Esta Lei nº 23/98, de 26 de Maio, corresponde ao quadro legal nacional que dá corpo às normas constantes na Convenção nº 151, de 27 de Junho de 1978, da Organização Internacional do Trabalho, relativa à Protecção do Direito de Organização e aos Processos de Fixação das Condições de Trabalho na Função Pública, ratificada, em Portugal, pela Lei nº 17/80, de 15 de Junho.

Ao longo de todo o processo de revisão do ECD, o Ministério da Educação / Governo procedeu, por diversas vezes, de forma que contraria a referida Convenção Internacional, bem como a Lei que estabelece mecanismos negociais específicos para Portugal. Por exemplo, o calendário negocial, decidido unilateralmente pelo Ministério da Educação / Governo, era de tal ordem exíguo (tendo, também por essa razão, sido contestado pelas organizações sindicais) que impediu o recurso aos mais amplos processos, designadamente de auscultação dos docentes e de apresentação de contrapropostas negociais sobre todas as matérias. Realizaram-se reuniões em que apenas no início dos trabalhos os Sindicatos foram confrontados com novos documentos que estariam em discussão na própria reunião. Nos dias 5 e 6 de Setembro de 2006, a atitude do Ministério da Educação foi ainda mais grave, pois a discussão teve lugar sem que tivesse sido apresentado qualquer novo documento, o que veio a acontecer, apenas, no final dos trabalhos! Salvo melhor opinião, senhor Director Geral, estamos perante uma clara violação do disposto no Artigo 7º, da Convenção nº 151 da OIT.

Também o disposto no Artigo 8º da Convenção nº 151 da OIT, referente à Resolução de Conflitos, foi desrespeitado.
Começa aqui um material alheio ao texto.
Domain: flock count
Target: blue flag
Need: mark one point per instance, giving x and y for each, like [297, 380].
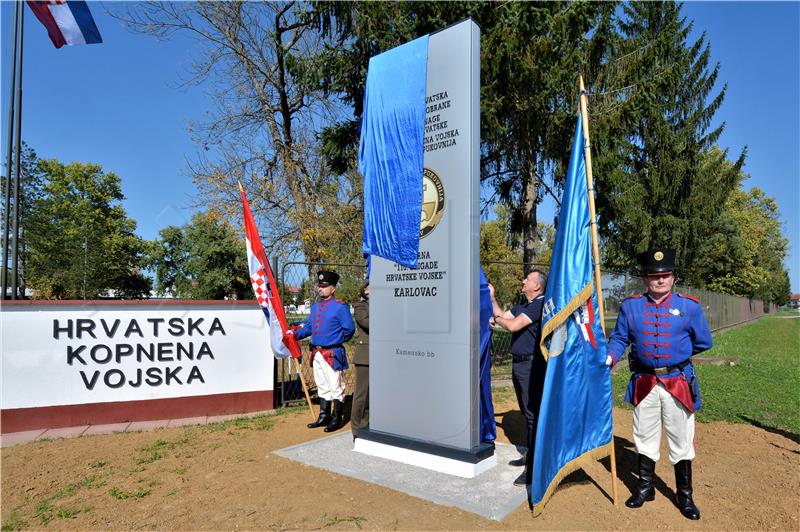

Estabelecendo aquele artigo a necessidade de, perante um conflito, recorrer-se a um processo que dê garantias de independência e imparcialidade, a Senhora Ministra da Educação anunciou, em Conferência de Imprensa realizada em 1 de Novembro de 2006, que, no caso de os Sindicatos solicitarem a "negociação suplementar" (o que veio a acontecer no dia 5 desse mês), esta teria lugar (nos termos da lei portuguesa, quando solicitada, é de carácter obrigatório), no entanto, acrescentou, o texto a apresentar a Conselho de Ministros já se encontrava fixado. Veio a confirmar-se, no final da negociação suplementar, que todas as questões essenciais, que inviabilizaram a existência de um acordo negocial com o Governo, se mantiveram inalteradas, apesar de terem ocorrido duas reuniões de carácter suplementar.

Pelas razões referidas, as 14 organizações sindicais de docentes que se organizaram em Plataforma Sindical decidiram apresentar Queixa contra o Governo Português, na OIT, pelos procedimentos que adoptou neste processo de revisão do Estatuto da Carreira Docente e apelar à intervenção do respectivo Director Geral, no sentido da sua correcção, ainda que tal obrigue ao reinício de todo o processo de revisão.

Essa queixa foi enviada hoje, dia 28 de Dezembro, ao Director Geral da OIT e dela será dado conhecimento ao Comité de Peritos da Organização e ao seu Escritório em Lisboa.